The Occupational Safety and Health Administration—OSHA has many different rules and regulations that include all the basic requirements for hazardous materials storage. However, the most significant part of these regulations deals with particular substances, like liquefied hydrogen or specific groups of dangerous materials like combustible and flammable liquids.
OSHA also has a material handling regulation that covers basic safety measurements for storage areas no matter what’s actually kept there. For example, standard 1910.253(b)(2) outlines the general storage requirements for gas cylinders that need to be stored in a well-protected, dry location that’s at least 20 feet away from any highly combustible materials. That means that all cylinders filled with propane need to be stored in specialized propane tank storage OSHA-approved lockers to secure against any kind of collapse and not create a hazard.
Material safety data sheets and container labels should help you and the people around you identify all the potential hazards that come with the storage of a given substance or material. However, your organization’s safety procedures, including those demanded by OSHA, are the ones that will help you to work safely with and around those hazardous materials.
There are many ways to get protected from the hazards of stored materials, including:
- The design of areas and storage buildings and the materials used in their construction;
- Installing proper ventilation in the facility;
- Dikes, drainage, and other means of keeping spills from spreading into the water supply;
- Keeping hazardous materials apart from anything that could trigger the hazard, like keeping flammable items away from ignition sources or flames;
- Professional handling and storage rules, like how to stack and remove containers or cylinders;
- Emergency equipment availability, like spill clean-up materials and fire extinguishers;
- Personal protective clothing and equipment;
- First-rate housekeeping practices and controls.
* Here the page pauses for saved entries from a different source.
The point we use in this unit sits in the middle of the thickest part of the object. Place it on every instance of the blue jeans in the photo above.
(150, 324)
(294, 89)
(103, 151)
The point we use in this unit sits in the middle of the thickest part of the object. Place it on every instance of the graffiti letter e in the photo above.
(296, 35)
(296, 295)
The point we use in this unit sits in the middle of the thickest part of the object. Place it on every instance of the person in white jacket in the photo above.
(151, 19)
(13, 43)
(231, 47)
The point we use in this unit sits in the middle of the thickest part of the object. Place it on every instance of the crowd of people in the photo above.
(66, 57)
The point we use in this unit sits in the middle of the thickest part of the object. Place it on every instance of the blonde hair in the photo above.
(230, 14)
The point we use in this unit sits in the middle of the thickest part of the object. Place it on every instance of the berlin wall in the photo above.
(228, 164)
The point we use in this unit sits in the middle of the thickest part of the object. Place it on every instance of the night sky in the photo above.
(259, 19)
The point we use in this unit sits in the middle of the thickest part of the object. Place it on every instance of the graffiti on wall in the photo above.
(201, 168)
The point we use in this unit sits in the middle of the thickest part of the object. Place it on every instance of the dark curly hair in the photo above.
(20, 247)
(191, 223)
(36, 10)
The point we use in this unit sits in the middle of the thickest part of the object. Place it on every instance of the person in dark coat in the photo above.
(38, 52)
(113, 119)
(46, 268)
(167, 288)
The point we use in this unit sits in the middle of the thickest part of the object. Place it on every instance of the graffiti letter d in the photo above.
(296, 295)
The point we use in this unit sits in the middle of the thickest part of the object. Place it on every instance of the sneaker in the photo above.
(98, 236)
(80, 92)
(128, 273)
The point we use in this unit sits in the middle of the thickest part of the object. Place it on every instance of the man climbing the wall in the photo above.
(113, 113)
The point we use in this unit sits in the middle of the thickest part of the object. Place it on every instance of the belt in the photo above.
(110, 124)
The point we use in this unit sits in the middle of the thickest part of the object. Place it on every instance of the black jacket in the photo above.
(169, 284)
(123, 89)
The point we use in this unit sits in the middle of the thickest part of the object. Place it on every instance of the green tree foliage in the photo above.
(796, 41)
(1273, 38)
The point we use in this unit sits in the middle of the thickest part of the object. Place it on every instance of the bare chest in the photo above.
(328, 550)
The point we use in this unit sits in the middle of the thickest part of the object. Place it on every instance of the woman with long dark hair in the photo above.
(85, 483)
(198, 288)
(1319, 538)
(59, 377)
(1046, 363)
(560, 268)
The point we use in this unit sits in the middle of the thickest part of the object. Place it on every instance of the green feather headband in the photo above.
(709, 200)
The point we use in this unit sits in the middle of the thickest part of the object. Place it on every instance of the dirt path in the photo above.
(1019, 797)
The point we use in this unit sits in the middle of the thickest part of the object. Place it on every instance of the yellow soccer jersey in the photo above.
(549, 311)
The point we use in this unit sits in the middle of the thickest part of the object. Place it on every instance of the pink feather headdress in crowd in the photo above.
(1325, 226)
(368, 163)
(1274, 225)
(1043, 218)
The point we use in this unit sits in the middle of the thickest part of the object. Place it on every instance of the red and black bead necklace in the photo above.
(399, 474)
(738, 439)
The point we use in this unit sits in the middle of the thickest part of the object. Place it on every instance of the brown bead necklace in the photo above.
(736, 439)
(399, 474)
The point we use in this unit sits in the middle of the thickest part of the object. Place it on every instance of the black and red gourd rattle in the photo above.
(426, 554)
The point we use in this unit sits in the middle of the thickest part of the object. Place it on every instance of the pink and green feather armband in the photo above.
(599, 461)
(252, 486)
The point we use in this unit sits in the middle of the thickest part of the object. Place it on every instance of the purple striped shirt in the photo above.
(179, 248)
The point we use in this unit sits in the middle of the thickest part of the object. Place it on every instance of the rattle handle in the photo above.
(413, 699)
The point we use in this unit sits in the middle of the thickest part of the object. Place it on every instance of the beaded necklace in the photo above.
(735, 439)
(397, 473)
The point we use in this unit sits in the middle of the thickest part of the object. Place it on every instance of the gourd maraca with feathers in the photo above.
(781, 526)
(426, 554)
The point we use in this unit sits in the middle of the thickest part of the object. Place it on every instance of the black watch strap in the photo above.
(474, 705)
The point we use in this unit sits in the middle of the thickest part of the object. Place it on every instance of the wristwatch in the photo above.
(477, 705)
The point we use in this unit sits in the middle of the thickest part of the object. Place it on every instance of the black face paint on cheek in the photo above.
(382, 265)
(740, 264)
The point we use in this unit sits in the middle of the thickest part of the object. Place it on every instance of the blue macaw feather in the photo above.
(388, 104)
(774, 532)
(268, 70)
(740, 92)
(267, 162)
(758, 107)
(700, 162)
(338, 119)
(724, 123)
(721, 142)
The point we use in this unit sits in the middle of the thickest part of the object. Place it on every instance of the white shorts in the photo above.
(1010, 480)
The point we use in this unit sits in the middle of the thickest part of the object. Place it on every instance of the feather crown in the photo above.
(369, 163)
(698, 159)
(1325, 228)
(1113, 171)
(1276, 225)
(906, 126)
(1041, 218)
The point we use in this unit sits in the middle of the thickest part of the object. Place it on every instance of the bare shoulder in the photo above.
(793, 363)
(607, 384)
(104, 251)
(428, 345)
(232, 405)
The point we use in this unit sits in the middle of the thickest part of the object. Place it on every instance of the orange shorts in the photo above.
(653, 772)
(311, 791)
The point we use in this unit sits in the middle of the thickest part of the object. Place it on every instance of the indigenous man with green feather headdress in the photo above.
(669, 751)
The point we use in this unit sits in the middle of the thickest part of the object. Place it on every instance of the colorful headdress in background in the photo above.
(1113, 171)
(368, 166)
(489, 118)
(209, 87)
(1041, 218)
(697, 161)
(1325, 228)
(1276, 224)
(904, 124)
The bottom line is that everyone who works or finds themselves around stored hazardous materials must understand why designated storage areas are set up in the way they are. They’re organized and designed for safety, and it’s your responsibility to keep it that way and immediately report anything you know or think that might not be right.
In the end, the most important thing is to practice all safety procedures and measures you’ll learn along the way for any type of work and facility that involves storing hazardous materials. The bottom line is that dangerous materials do pose hazards. For that reason, keep them correctly, follow OSHA’s guidelines and regulations, and you won’t need to worry about those hazards if you adequately protect everyone in the vicinity of your facility.